MPE manda afastar – novamente – prefeito considerado o “dono da cidade”

Foto: Arapiraca News

Na última sexta-feira, 11, o procurador-geral de Justiça, Alfredo Gaspar de Mendonça Neto, interpôr um agravo interno contra a decisão da presidência do Tribunal do Justiça (TJAL) que devolveu o mandato de prefeito de Campo Grande, Arnaldo Higino Lessa (PRB).

No recurso, o chefe do Ministério Público Estadual de Alagoas (MPAL) argumenta que, em razão das diversas ações penais e por ato de improbidade administrativa já ajuizadas contra o gestor, provando o envolvimento dele em desvio de dinheiro público, a sua permanência no cargo é ‘sinônimo de prejuízo à prefeitura daquele município’.

Arnaldo Higino voltou ao comando do Executivo local desde o dia 24 de setembro, em sessão solene ocorrida na Câmara de Vereadores, quando, na oportunidade, fez ainda uma festa para comemorar o retorno ao cargo.

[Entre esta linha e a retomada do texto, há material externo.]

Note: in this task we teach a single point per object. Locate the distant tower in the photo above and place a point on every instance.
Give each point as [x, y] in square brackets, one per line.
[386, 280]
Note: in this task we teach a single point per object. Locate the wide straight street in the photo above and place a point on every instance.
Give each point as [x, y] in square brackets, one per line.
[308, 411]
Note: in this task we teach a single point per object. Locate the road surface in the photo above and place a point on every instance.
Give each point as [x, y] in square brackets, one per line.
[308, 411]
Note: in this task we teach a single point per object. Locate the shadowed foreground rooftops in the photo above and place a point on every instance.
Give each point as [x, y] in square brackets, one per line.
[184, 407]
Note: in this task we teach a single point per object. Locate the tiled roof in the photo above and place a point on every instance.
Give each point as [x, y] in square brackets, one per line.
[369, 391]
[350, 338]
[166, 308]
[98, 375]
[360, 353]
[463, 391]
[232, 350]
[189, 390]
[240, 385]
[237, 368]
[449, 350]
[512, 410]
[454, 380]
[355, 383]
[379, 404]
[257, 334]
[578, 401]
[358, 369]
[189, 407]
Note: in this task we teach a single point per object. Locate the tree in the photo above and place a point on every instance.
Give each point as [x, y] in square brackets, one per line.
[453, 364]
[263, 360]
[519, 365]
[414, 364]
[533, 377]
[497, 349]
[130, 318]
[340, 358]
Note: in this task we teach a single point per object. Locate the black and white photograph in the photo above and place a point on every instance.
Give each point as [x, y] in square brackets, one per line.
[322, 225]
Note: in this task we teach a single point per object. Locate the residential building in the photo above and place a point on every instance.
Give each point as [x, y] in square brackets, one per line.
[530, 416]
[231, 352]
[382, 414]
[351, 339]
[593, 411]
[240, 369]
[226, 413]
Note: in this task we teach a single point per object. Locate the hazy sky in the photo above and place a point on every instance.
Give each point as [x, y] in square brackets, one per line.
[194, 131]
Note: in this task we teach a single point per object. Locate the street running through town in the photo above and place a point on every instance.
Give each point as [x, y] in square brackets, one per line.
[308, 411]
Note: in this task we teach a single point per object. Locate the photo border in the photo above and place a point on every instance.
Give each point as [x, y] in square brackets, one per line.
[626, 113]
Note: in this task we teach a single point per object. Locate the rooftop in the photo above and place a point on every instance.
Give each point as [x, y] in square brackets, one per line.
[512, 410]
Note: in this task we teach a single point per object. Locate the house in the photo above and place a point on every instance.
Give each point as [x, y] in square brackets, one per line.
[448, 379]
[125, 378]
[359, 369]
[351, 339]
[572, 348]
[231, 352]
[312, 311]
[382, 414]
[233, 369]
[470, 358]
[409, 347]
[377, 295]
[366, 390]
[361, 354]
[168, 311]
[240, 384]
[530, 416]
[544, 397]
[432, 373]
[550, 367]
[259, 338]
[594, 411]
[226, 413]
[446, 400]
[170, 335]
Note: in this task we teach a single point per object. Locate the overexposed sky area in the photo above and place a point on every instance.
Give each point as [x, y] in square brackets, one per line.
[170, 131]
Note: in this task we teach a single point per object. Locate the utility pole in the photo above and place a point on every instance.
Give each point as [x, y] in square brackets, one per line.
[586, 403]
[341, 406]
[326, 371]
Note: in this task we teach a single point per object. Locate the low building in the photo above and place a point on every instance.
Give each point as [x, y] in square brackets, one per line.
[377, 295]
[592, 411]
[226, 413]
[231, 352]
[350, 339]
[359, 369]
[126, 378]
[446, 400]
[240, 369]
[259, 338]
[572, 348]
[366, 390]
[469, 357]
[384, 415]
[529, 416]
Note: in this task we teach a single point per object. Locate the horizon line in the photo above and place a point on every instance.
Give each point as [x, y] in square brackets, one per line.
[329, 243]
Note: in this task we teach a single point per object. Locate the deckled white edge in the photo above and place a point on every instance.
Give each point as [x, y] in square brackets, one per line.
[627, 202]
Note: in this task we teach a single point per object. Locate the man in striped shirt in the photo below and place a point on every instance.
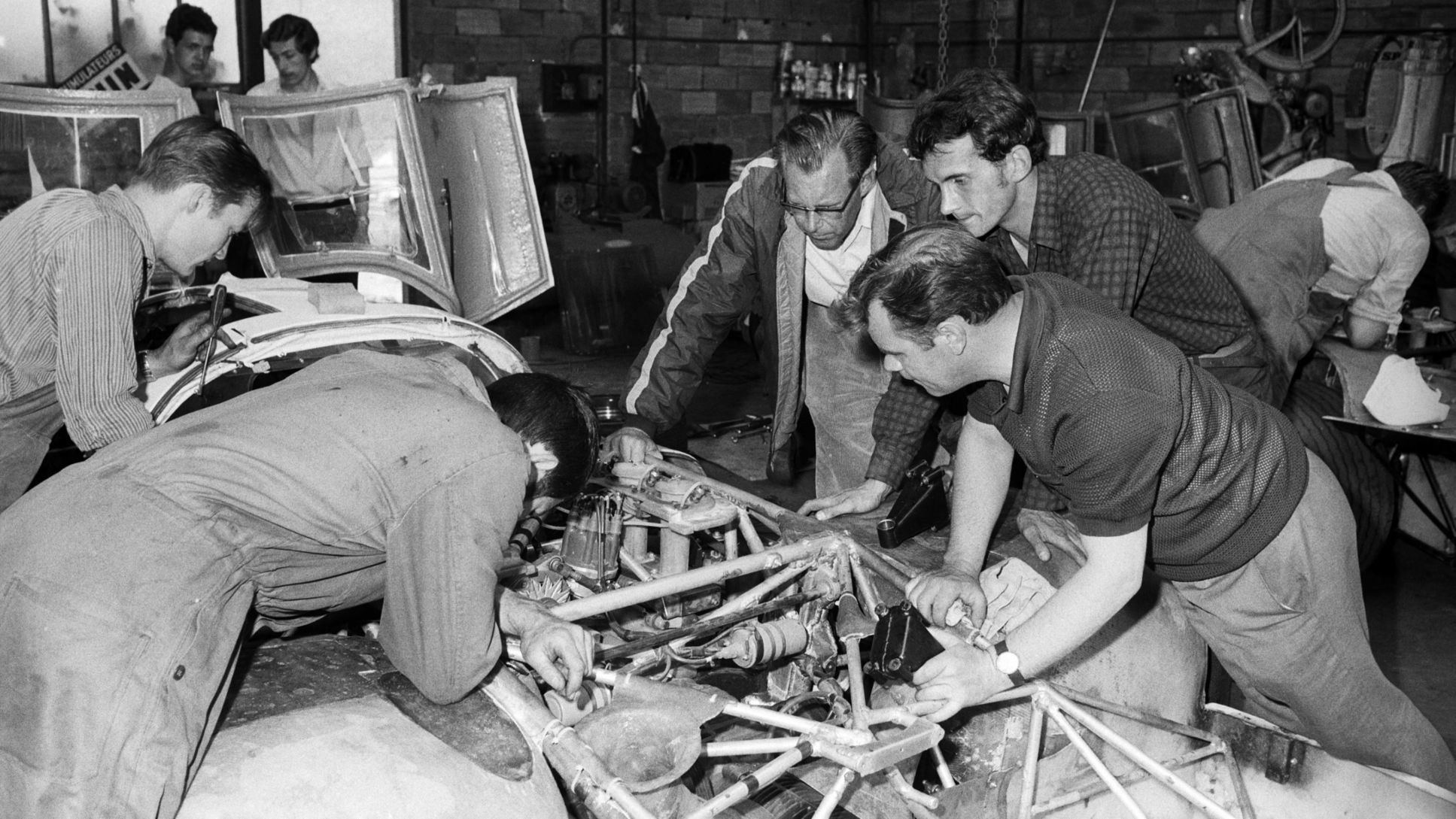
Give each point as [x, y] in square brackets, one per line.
[74, 266]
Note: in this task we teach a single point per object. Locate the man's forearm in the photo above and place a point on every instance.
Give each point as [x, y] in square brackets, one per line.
[901, 418]
[517, 613]
[977, 495]
[1084, 604]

Ao reassumir o comando da Prefeitura local, Higino que é também considerado o “dono da cidade” fez uma visita – desde o retorno – para dizer aos servidores que ele voltou a dominar o município.

É o tipo do político arcaico, coronel e que usa de suas atribuições como chefe do Poder Executivo para amedrontar os servidores da cidade, bem como, a população que nos tempos atuais ainda permanece submissa a velha política.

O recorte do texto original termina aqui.